In a previous article, we covered the top three common Thrift Savings Plan (TSP) mistakes to avoid:
- Not saving enough and missing out on the 5% agency match.
- Taking out a TSP loan close to retirement.
- Not having a TSP distribution strategy before you retire.
Here are three more TSP mistakes that can prevent you from capitalizing on all the advantages your TSP offers.
Not Understanding All Of Your TSP Withdrawal Options
When you separate from federal service, you also have flexible options for taking distributions from your TSP account:
- Withdraw the entire balance as a taxable lump sum.
- Take monthly, quarterly or annual installment payments at a fixed dollar amount or based on the IRS Life Expectancy tables.
- Use your TSP balance to purchase the MetLife Annuity through the TSP or purchase a lifetime annuity from a private insurer.

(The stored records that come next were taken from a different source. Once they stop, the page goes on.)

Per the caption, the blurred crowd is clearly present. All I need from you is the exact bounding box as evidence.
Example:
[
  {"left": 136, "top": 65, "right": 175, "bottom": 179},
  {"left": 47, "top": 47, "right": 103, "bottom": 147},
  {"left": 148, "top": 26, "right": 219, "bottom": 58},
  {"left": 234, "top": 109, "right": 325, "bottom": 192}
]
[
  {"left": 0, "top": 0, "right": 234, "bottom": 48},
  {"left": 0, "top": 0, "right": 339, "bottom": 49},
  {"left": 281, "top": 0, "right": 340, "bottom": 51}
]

Keep in mind, when you withdraw all of your traditional TSP balance as a lump sum, the amount is subject to federal income taxes (and, possibly, state income taxes) for the year of the withdrawal. Also note that the age for Required Minimum Distributions (RMDs) from your traditional TSP has been raised to 73 for those born after December 31, 1950.
“In fact, currently retired federal workers say their top regret is not contributing more to their TSP nest egg.”
Not Taking Advantage of Catch-Up Contributions At Age 50
They say that age 50 is the new 40 but that doesn’t change the fact that retirement is around the corner when you reach your half-century birthday. Since your FERS annuity (pension) and Social Security may not keep up with inflation, taking full advantage of TSP Catch-Up contributions helps to ensure you won’t run out of money in your later years. In fact, currently retired federal workers say their top regret is not contributing more to their TSP nest egg. If you turn age 50 during the calendar year, the 2024 IRS limit for TSP Catch-Up Contributions is $7,500. This in addition to the regular TSP limit of $23,000 for 2024.
Failing To Update Your TSP Beneficiaries
If you can’t remember who you designated as your TSP beneficiary, it’s definitely time for an update. Otherwise the wrong person may inherit funds from your TSP and other federal programs that provide a death benefit. You also need to update TSP beneficiaries after a divorce, remarriage or when a spouse beneficiary predeceases you. Just log into “My Account” on the TSP website and complete the beneficiary designation process electronically. If you designate your spouse, it’s important to choose a secondary beneficiary should your spouse pass away before you.